My thesis consists of three chapters on economic development.
Chapter 1:
The research on the catch-up process of a developing economy focuses on the role of foreign technology transfer and the importance of domestic technology transfer lacks study. We study the trends of expenditures on innovation, foreign technology transfer, and domestic technology transfer. During the transition period of China from 1998 to 2007, the expenditures on innovation and domestic technology transfer of Chinese firms in the manufacturing sector grow two times faster than the expenditure on foreign technology transfer. Furthermore, the estimated productivity at the firm level shows that rapid productivity growth is accompanied by decreasing productivity dispersion. The productivity dispersion has decreased by 39% in the same period. I document several empirical facts at the level of the industry. First, innovation is positively correlated with relative productivity. Second, the expenditure on domestic technology transfer increases in relative productivity and the growth rate of relative productivity is positively correlated to the expenditure on domestic technology transfer.
Chapter 2:
I develop a theory in which firms endogenously choose one of three mutually exclusive methods to increase productivity: innovation, foreign technology transfer, and domestic technology transfer. Domestic technology transfer offers firms with low productivity a chance to become highly productive by meeting highly productive domestic peers. Domestic technology transfer leads to faster growth of productivity and a greater number of firms with high productivity.
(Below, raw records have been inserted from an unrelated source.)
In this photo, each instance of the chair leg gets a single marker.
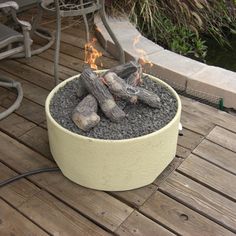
(85, 21)
(109, 30)
(9, 83)
(58, 39)
(27, 42)
(37, 19)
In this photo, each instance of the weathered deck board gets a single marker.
(57, 218)
(28, 73)
(138, 224)
(15, 125)
(201, 199)
(180, 218)
(44, 209)
(97, 205)
(28, 109)
(214, 115)
(18, 192)
(136, 197)
(223, 137)
(192, 122)
(210, 175)
(190, 139)
(37, 139)
(196, 199)
(14, 223)
(218, 155)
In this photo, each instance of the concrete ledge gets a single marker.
(184, 72)
(217, 81)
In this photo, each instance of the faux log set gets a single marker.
(121, 81)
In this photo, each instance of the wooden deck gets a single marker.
(195, 195)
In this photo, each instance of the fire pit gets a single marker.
(105, 162)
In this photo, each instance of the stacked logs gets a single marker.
(121, 81)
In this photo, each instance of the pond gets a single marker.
(222, 57)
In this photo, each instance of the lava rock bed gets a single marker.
(141, 119)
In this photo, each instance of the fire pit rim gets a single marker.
(55, 89)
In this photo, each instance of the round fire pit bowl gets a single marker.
(112, 165)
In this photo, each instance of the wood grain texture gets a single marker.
(180, 218)
(214, 115)
(182, 152)
(28, 73)
(15, 125)
(136, 197)
(138, 225)
(47, 66)
(210, 175)
(57, 218)
(17, 192)
(168, 170)
(97, 205)
(192, 122)
(223, 137)
(12, 223)
(28, 109)
(190, 139)
(218, 155)
(31, 91)
(201, 199)
(37, 139)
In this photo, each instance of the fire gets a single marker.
(143, 58)
(91, 54)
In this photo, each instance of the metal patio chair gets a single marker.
(12, 43)
(64, 8)
(41, 32)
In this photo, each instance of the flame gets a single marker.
(91, 54)
(143, 58)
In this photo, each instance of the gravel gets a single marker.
(141, 119)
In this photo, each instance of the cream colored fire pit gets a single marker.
(112, 165)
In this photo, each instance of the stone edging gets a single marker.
(184, 72)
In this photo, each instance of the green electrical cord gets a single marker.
(32, 172)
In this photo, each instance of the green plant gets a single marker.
(179, 24)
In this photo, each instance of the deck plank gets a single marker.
(47, 66)
(189, 139)
(139, 225)
(17, 192)
(223, 137)
(192, 122)
(216, 116)
(15, 125)
(31, 91)
(136, 197)
(201, 199)
(216, 154)
(210, 175)
(57, 218)
(28, 73)
(37, 139)
(28, 109)
(97, 205)
(180, 218)
(13, 223)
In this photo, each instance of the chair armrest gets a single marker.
(10, 4)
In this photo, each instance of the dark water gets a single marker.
(222, 57)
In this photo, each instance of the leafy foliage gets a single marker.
(179, 24)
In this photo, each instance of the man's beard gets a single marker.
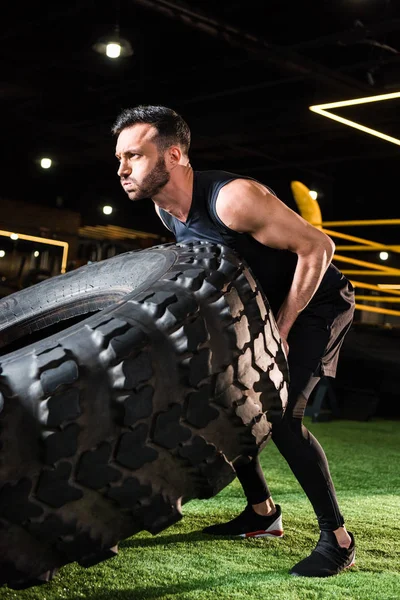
(153, 183)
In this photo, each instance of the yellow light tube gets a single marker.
(322, 109)
(50, 242)
(377, 309)
(358, 223)
(394, 299)
(361, 272)
(384, 288)
(364, 263)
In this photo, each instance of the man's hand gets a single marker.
(285, 346)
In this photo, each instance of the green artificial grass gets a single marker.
(183, 564)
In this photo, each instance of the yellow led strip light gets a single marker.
(322, 109)
(50, 242)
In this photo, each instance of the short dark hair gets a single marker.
(171, 127)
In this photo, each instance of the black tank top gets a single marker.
(273, 268)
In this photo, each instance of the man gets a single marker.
(312, 301)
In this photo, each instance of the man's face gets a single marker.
(142, 170)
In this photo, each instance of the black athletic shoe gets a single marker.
(327, 559)
(250, 524)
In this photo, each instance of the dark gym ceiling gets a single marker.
(241, 72)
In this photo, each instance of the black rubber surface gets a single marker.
(108, 426)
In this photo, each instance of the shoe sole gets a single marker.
(277, 533)
(353, 562)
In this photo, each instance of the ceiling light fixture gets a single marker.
(113, 45)
(322, 109)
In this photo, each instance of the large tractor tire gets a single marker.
(127, 388)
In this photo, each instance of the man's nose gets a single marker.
(123, 168)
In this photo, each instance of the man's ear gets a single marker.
(174, 156)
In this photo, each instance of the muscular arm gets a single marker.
(247, 206)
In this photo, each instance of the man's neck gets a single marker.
(176, 197)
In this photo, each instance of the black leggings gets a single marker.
(312, 339)
(308, 463)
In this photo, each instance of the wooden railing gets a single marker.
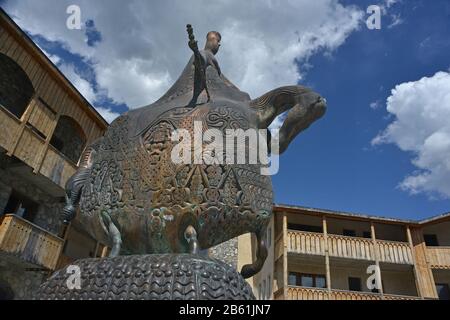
(348, 247)
(394, 252)
(306, 242)
(303, 293)
(24, 143)
(28, 242)
(438, 257)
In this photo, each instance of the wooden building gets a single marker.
(319, 254)
(45, 124)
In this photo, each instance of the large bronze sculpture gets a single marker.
(132, 196)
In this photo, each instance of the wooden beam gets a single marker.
(327, 253)
(21, 129)
(285, 261)
(377, 254)
(415, 271)
(425, 278)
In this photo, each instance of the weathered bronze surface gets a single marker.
(132, 195)
(148, 277)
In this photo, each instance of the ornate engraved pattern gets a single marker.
(150, 277)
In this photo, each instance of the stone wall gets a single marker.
(23, 282)
(48, 212)
(226, 252)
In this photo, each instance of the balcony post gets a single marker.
(285, 262)
(23, 122)
(425, 277)
(377, 255)
(413, 255)
(327, 254)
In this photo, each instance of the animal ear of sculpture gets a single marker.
(305, 106)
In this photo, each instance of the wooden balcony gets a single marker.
(311, 243)
(438, 257)
(21, 139)
(29, 244)
(303, 293)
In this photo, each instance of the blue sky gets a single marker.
(336, 164)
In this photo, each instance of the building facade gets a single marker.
(45, 123)
(319, 254)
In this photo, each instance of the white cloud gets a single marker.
(422, 127)
(144, 43)
(375, 105)
(81, 84)
(86, 90)
(108, 114)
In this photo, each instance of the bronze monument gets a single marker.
(157, 215)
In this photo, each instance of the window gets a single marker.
(307, 280)
(443, 291)
(16, 89)
(367, 234)
(69, 138)
(21, 206)
(292, 279)
(431, 240)
(354, 284)
(303, 227)
(349, 233)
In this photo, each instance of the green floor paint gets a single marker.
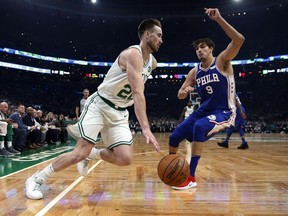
(33, 156)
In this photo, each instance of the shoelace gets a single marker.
(38, 184)
(86, 162)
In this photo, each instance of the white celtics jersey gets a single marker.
(188, 111)
(115, 86)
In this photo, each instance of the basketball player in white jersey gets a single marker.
(105, 110)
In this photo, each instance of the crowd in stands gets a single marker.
(27, 128)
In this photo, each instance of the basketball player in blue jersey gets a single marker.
(239, 123)
(105, 111)
(214, 79)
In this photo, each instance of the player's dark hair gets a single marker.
(147, 24)
(206, 41)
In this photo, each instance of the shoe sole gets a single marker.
(186, 187)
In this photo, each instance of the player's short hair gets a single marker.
(206, 41)
(147, 24)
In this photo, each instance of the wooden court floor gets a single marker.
(230, 182)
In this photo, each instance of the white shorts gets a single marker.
(98, 116)
(3, 128)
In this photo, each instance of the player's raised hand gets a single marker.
(213, 13)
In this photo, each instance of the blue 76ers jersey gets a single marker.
(216, 89)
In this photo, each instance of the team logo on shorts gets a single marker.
(212, 117)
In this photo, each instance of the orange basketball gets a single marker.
(173, 170)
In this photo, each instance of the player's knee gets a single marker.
(199, 129)
(174, 140)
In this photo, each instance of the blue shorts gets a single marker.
(201, 125)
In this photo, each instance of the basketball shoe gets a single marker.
(189, 183)
(33, 187)
(243, 146)
(82, 167)
(223, 144)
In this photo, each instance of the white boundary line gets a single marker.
(61, 195)
(13, 173)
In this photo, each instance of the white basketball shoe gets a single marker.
(82, 167)
(33, 187)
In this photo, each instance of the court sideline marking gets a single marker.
(62, 194)
(68, 189)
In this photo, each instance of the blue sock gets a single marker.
(193, 164)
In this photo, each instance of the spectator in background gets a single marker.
(187, 110)
(21, 132)
(33, 139)
(80, 105)
(61, 124)
(6, 132)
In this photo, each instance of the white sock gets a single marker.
(1, 144)
(9, 144)
(46, 172)
(95, 154)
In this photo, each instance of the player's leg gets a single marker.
(204, 129)
(225, 143)
(244, 144)
(188, 146)
(119, 143)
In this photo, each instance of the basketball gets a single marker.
(173, 170)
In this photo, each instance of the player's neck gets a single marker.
(205, 63)
(145, 53)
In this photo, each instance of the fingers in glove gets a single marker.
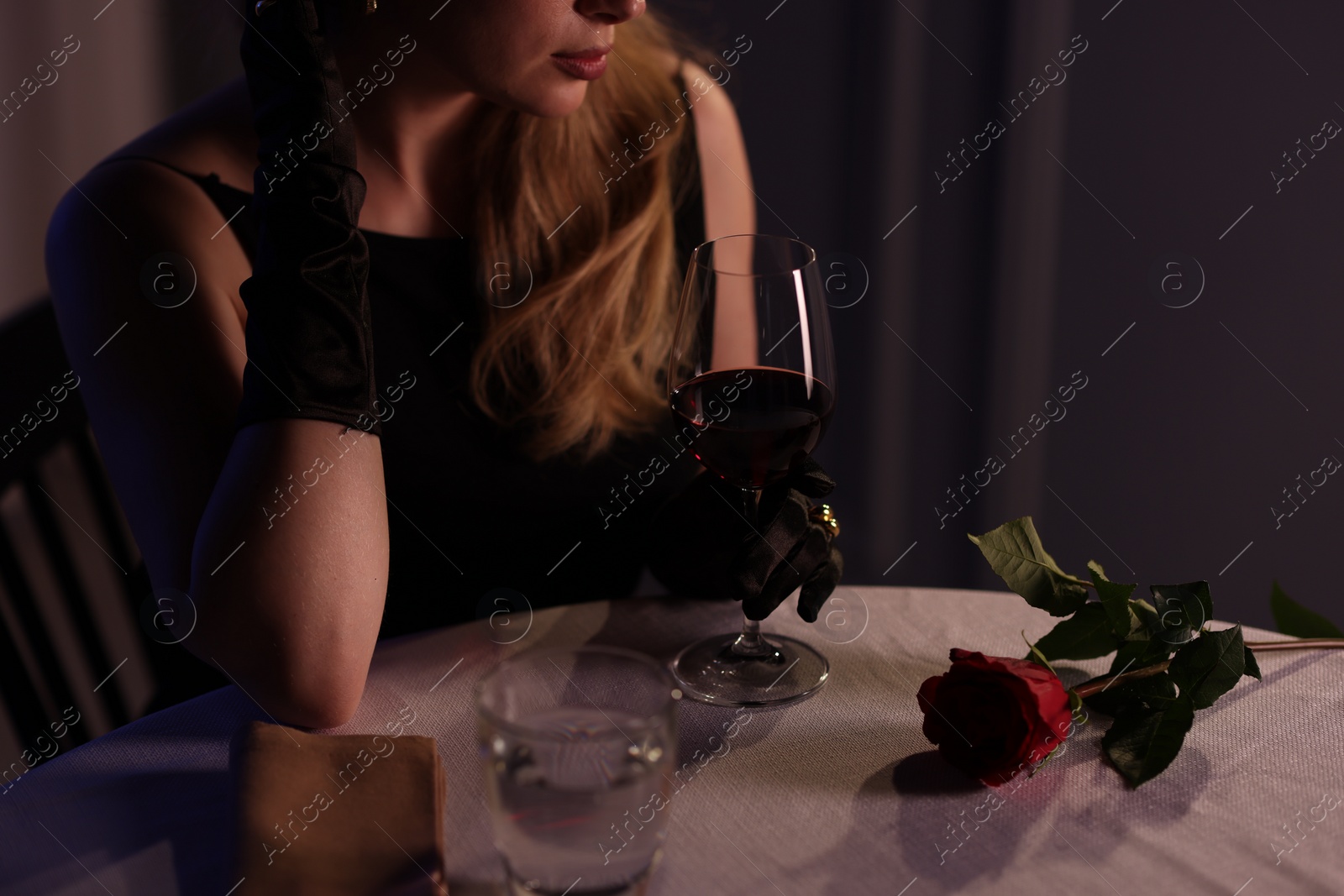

The productivity growth in China makes more Chinese firms choose to innovate or learn from domestic peers in a dynamic environment. Thus, the expenditures on innovation and domestic technology transfer increase faster. In our model, firms with low productivity adopt foreign or domestic technology and grow faster than highly productive firms. This results in the decreasing productivity observed in the data.
We use the simulated method of moments to estimate the key parameter values of the transition model. Our model fits data well. After checking the model fit, we conduct two experiments to answer the two questions mentioned at the beginning of our talk. In one experiment, domestic technology transfer is not allowed, and I find that domestic technology transfer contributes 30% of productivity growth and 31% of relative innovation expenditure growth. In the other experiment, we improve the domestic intellectual property and the policy changes significantly reduce both productivity growth and expenditure on innovation.
Chapter 3:
Our economic geography model features cross-country productivity, human capital, amenity and population differences, international trade, migration cost, and heterogeneous working and entrepreneurial skills. We compare welfare under baseline parameterization with a migration autarky counterfactual and the welfare gains of the US native residents from migration reform. The gains from migration are substantial, as high as trade gains, and natives in countries that received a lot of migration are much better off, at about 5% to 15%. Both the native entrepreneurs and workers benefit from migration while the entrepreneurs tend to gain twice as large as the workers. The welfare of the US native entrepreneurs and workers can increase by 5.1% and 1.6% by optimizing migration frictions and the population of the US increases by 14.7% under optimization.